The Fresh Prince of Bel-Air, starring Will Smith, originally aired on NBC from 1990 to 1996. The show is centered around Will Smith, who is sent from his home in West Philadelphia to his uncle’s mansion in Bel-Air after getting in a fight on a local basketball court. Throughout the show’s runtime, the viewer is given the opportunity to explore blackness in different ways. However, some of these representations of blackness are problematic, because they tend to appeal to the white, middle class audience.
Will is sent to stay with in Bel-Air is the Banks family. Phillip Banks, Will’s uncle, is a judge in the Los Angeles area; the family is obviously upper class. At the time in network television, it was important for the network to display white, middle-class ideals throughout their shows. Familial stability, self-sufficiency, and a strong nuclear core to the family unit are all representations that were important to the political landscape at the time, so it was important for the networks to portray such things. The Banks family epitomized all of those things, continuing the problem of a lack authentic black representation on network television.
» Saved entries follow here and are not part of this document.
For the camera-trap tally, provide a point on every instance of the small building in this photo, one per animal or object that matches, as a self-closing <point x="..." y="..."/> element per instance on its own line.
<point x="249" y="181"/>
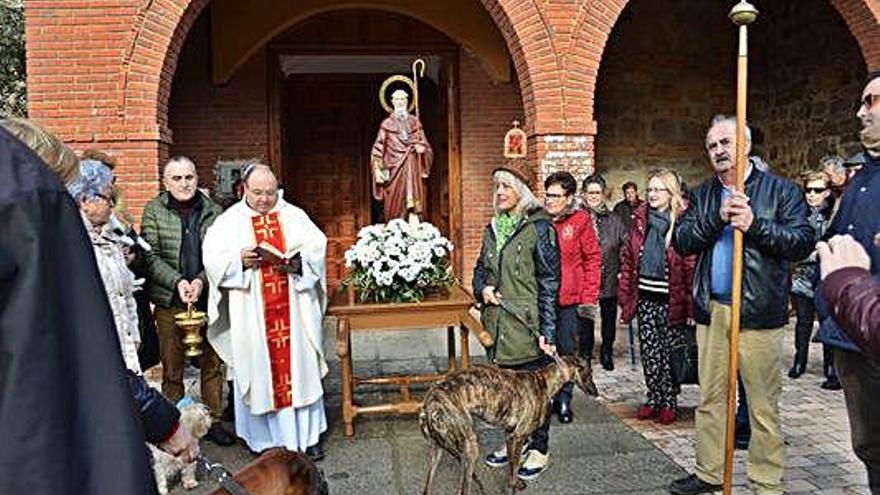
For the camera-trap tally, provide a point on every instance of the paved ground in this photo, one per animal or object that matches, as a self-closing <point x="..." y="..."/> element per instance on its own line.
<point x="606" y="449"/>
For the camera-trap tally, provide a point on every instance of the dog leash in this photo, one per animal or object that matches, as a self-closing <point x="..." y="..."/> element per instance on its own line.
<point x="222" y="476"/>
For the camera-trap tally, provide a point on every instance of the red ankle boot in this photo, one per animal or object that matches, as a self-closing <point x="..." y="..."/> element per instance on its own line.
<point x="647" y="412"/>
<point x="667" y="416"/>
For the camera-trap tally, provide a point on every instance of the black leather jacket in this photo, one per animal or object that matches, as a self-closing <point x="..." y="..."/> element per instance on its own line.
<point x="779" y="235"/>
<point x="158" y="415"/>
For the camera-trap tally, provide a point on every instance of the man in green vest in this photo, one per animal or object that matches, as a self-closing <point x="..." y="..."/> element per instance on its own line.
<point x="174" y="224"/>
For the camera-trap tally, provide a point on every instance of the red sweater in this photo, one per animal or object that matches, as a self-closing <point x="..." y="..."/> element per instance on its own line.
<point x="581" y="258"/>
<point x="680" y="270"/>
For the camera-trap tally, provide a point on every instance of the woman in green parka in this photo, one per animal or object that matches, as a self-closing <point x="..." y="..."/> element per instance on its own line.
<point x="516" y="279"/>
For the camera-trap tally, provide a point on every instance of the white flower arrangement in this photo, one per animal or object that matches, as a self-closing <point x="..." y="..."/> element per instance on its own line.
<point x="398" y="262"/>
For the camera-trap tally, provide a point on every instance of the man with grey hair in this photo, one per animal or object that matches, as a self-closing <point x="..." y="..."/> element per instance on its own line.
<point x="174" y="224"/>
<point x="772" y="215"/>
<point x="833" y="166"/>
<point x="401" y="161"/>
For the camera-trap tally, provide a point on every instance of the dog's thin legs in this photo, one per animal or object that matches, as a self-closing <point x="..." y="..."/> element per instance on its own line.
<point x="469" y="453"/>
<point x="188" y="476"/>
<point x="434" y="456"/>
<point x="514" y="449"/>
<point x="161" y="483"/>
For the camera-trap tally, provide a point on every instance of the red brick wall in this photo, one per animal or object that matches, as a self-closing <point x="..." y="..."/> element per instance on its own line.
<point x="486" y="112"/>
<point x="654" y="100"/>
<point x="101" y="71"/>
<point x="229" y="122"/>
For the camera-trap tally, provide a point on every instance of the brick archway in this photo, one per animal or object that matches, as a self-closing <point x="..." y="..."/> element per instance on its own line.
<point x="597" y="18"/>
<point x="162" y="28"/>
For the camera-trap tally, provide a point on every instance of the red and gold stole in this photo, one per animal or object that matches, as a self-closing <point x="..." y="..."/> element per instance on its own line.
<point x="276" y="309"/>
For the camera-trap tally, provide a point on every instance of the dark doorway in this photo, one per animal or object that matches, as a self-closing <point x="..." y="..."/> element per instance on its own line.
<point x="329" y="123"/>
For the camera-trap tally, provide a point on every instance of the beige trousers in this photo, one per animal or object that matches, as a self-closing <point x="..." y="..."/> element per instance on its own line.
<point x="760" y="366"/>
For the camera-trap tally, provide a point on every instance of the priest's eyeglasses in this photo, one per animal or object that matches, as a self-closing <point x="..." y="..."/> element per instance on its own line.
<point x="106" y="198"/>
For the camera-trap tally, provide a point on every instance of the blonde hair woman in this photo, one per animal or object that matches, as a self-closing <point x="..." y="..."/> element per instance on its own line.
<point x="655" y="285"/>
<point x="516" y="280"/>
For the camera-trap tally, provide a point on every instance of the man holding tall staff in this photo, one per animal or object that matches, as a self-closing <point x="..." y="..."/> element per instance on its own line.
<point x="772" y="216"/>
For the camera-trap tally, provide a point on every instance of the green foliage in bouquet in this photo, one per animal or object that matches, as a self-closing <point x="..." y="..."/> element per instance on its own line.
<point x="397" y="262"/>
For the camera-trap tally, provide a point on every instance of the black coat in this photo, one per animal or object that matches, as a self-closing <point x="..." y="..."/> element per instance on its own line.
<point x="612" y="237"/>
<point x="68" y="418"/>
<point x="779" y="235"/>
<point x="859" y="216"/>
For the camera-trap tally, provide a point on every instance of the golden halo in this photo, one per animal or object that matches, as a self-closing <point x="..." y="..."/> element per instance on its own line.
<point x="397" y="78"/>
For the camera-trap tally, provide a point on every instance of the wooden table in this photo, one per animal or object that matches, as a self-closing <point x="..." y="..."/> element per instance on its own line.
<point x="450" y="312"/>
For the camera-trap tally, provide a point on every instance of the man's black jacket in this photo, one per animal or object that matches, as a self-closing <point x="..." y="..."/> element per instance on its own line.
<point x="779" y="235"/>
<point x="69" y="409"/>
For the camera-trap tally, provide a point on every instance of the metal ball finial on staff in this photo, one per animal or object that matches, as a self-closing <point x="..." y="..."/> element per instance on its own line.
<point x="742" y="14"/>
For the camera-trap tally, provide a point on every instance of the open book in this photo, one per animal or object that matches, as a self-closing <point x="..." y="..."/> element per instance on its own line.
<point x="290" y="261"/>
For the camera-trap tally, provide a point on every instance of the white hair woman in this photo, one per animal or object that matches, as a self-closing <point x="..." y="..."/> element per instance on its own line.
<point x="516" y="279"/>
<point x="93" y="191"/>
<point x="655" y="285"/>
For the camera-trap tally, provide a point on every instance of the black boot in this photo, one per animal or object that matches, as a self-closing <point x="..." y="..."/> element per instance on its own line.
<point x="563" y="411"/>
<point x="606" y="358"/>
<point x="229" y="411"/>
<point x="692" y="485"/>
<point x="831" y="382"/>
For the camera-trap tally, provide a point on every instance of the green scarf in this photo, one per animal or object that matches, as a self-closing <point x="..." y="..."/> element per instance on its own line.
<point x="505" y="223"/>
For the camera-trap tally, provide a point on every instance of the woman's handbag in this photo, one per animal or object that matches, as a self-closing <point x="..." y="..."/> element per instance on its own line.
<point x="683" y="357"/>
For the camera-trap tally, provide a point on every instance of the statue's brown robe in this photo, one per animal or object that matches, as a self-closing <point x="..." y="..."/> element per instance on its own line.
<point x="404" y="192"/>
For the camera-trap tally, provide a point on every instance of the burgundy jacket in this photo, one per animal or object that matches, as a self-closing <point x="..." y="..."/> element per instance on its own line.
<point x="853" y="295"/>
<point x="680" y="270"/>
<point x="581" y="258"/>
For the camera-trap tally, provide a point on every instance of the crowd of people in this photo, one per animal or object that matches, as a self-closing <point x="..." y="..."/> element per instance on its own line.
<point x="546" y="272"/>
<point x="545" y="275"/>
<point x="264" y="317"/>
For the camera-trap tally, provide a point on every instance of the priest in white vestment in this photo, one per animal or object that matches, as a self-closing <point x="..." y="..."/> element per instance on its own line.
<point x="264" y="317"/>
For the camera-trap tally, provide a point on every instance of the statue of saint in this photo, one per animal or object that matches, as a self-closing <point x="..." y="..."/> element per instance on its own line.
<point x="401" y="161"/>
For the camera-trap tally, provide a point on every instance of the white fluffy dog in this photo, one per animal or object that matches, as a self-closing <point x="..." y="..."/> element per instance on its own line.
<point x="196" y="418"/>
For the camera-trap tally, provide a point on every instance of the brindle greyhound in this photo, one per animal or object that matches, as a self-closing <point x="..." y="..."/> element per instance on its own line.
<point x="516" y="401"/>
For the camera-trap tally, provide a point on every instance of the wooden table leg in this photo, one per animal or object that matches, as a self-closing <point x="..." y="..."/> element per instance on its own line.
<point x="465" y="347"/>
<point x="450" y="344"/>
<point x="343" y="348"/>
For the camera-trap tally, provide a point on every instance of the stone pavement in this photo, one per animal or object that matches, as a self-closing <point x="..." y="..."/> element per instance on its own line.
<point x="605" y="450"/>
<point x="815" y="427"/>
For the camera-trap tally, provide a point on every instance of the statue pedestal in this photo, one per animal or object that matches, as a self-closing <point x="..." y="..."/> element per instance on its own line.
<point x="446" y="310"/>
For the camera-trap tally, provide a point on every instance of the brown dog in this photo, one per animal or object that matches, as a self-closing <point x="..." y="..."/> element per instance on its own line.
<point x="516" y="401"/>
<point x="279" y="472"/>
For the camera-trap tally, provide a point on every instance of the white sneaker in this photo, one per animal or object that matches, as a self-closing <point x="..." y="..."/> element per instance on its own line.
<point x="535" y="463"/>
<point x="499" y="457"/>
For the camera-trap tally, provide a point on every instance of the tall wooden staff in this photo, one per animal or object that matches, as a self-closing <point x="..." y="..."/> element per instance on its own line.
<point x="742" y="15"/>
<point x="417" y="64"/>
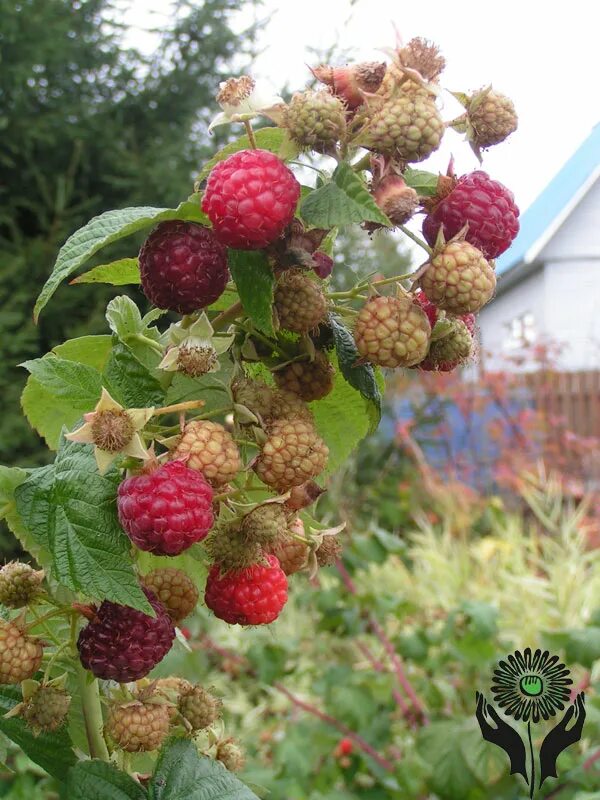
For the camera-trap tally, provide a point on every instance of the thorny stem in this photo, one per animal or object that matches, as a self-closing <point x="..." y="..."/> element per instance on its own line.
<point x="92" y="715"/>
<point x="416" y="239"/>
<point x="178" y="407"/>
<point x="388" y="647"/>
<point x="358" y="740"/>
<point x="250" y="133"/>
<point x="226" y="316"/>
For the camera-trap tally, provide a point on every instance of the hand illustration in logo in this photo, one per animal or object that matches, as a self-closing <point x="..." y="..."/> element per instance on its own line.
<point x="530" y="687"/>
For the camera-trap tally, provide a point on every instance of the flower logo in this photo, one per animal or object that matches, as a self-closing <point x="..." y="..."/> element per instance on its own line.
<point x="530" y="686"/>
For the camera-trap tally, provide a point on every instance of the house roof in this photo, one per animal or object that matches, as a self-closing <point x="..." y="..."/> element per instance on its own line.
<point x="550" y="209"/>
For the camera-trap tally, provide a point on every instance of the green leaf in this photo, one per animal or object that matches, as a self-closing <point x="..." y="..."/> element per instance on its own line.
<point x="52" y="751"/>
<point x="361" y="377"/>
<point x="10" y="479"/>
<point x="129" y="382"/>
<point x="117" y="273"/>
<point x="103" y="230"/>
<point x="440" y="746"/>
<point x="181" y="774"/>
<point x="97" y="780"/>
<point x="254" y="280"/>
<point x="342" y="419"/>
<point x="70" y="510"/>
<point x="424" y="183"/>
<point x="90" y="350"/>
<point x="57" y="394"/>
<point x="343" y="201"/>
<point x="275" y="140"/>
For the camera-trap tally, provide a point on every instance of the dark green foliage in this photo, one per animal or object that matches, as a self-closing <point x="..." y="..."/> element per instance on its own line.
<point x="88" y="125"/>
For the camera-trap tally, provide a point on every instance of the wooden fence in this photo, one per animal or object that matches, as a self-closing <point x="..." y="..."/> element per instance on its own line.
<point x="572" y="396"/>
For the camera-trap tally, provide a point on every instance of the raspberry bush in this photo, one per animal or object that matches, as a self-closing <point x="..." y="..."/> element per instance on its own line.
<point x="193" y="439"/>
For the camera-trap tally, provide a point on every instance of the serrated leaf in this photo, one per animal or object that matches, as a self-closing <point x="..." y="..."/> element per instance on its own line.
<point x="70" y="511"/>
<point x="10" y="479"/>
<point x="123" y="272"/>
<point x="129" y="382"/>
<point x="97" y="780"/>
<point x="255" y="283"/>
<point x="424" y="183"/>
<point x="275" y="140"/>
<point x="343" y="201"/>
<point x="103" y="230"/>
<point x="342" y="419"/>
<point x="361" y="377"/>
<point x="181" y="774"/>
<point x="52" y="751"/>
<point x="440" y="745"/>
<point x="57" y="393"/>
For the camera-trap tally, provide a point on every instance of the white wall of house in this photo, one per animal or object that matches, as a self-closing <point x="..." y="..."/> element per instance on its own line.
<point x="559" y="302"/>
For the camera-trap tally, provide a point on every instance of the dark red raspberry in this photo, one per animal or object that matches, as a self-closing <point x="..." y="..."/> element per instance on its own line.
<point x="486" y="205"/>
<point x="183" y="267"/>
<point x="251" y="596"/>
<point x="168" y="510"/>
<point x="432" y="312"/>
<point x="122" y="644"/>
<point x="250" y="199"/>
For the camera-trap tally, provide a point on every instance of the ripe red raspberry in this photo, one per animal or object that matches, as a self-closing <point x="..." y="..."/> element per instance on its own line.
<point x="251" y="596"/>
<point x="293" y="454"/>
<point x="183" y="267"/>
<point x="486" y="205"/>
<point x="19" y="584"/>
<point x="392" y="332"/>
<point x="20" y="655"/>
<point x="166" y="511"/>
<point x="250" y="199"/>
<point x="122" y="644"/>
<point x="138" y="727"/>
<point x="175" y="590"/>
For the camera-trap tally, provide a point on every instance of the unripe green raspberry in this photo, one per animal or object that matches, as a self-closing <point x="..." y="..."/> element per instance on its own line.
<point x="292" y="454"/>
<point x="19" y="584"/>
<point x="230" y="755"/>
<point x="492" y="118"/>
<point x="452" y="350"/>
<point x="315" y="120"/>
<point x="328" y="551"/>
<point x="264" y="524"/>
<point x="209" y="449"/>
<point x="300" y="304"/>
<point x="20" y="655"/>
<point x="392" y="332"/>
<point x="458" y="279"/>
<point x="174" y="589"/>
<point x="46" y="709"/>
<point x="407" y="127"/>
<point x="309" y="380"/>
<point x="199" y="708"/>
<point x="138" y="727"/>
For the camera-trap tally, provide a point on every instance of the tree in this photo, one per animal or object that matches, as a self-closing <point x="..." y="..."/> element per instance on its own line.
<point x="88" y="124"/>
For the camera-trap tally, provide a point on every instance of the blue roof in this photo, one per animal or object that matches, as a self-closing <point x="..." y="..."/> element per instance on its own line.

The best way to define The Fresh Prince of Bel-Air is as a pluralist representation of blackness. This means that although the characters of the show are predominately black, the manner in which they think and act are parallel to the way that a white family would act. It is as if the producers are situating the Banks family as an example, showing black viewers the successes of these black characters, and insinuating that these successes are also possible for black viewers. By utilizing a pluralist representation, NBC benefits by not appearing biased, as the characters of the show are black, but also do not have to show authentic black representations.
By maintaining a pluralist representation, The Fresh Prince of Bel-Air appeals to white and black audiences alike. White audiences enjoy watching this show because of its comedy, and because they do not have to feel uncomfortable with the struggles of thinking about race.
At times, other representations are evident on The Fresh Prince of Bel-Air. Most often, assimilationist ideals can be detected in addition to pluralist themes. Assimilationist themes promote universal harmony and colorblindness, and show blackness as an individual problem rather than an institutional one. The Fresh Prince of Bel-Air employs this by showing that the Banks family had the drive to “overcome” their blackness and succeed in the world despite their race.
Overall, The Fresh Prince of Bel-Air provides mixed representations of authentic blackness. By using pluralist ideals, NBC was able to attract advertisers, draw an ideal audience, and still show black bodies on television, making this show seem to be a perfect package. However, when analyzed thoroughly, it is evident that problems exist within the structure of the representations of the show.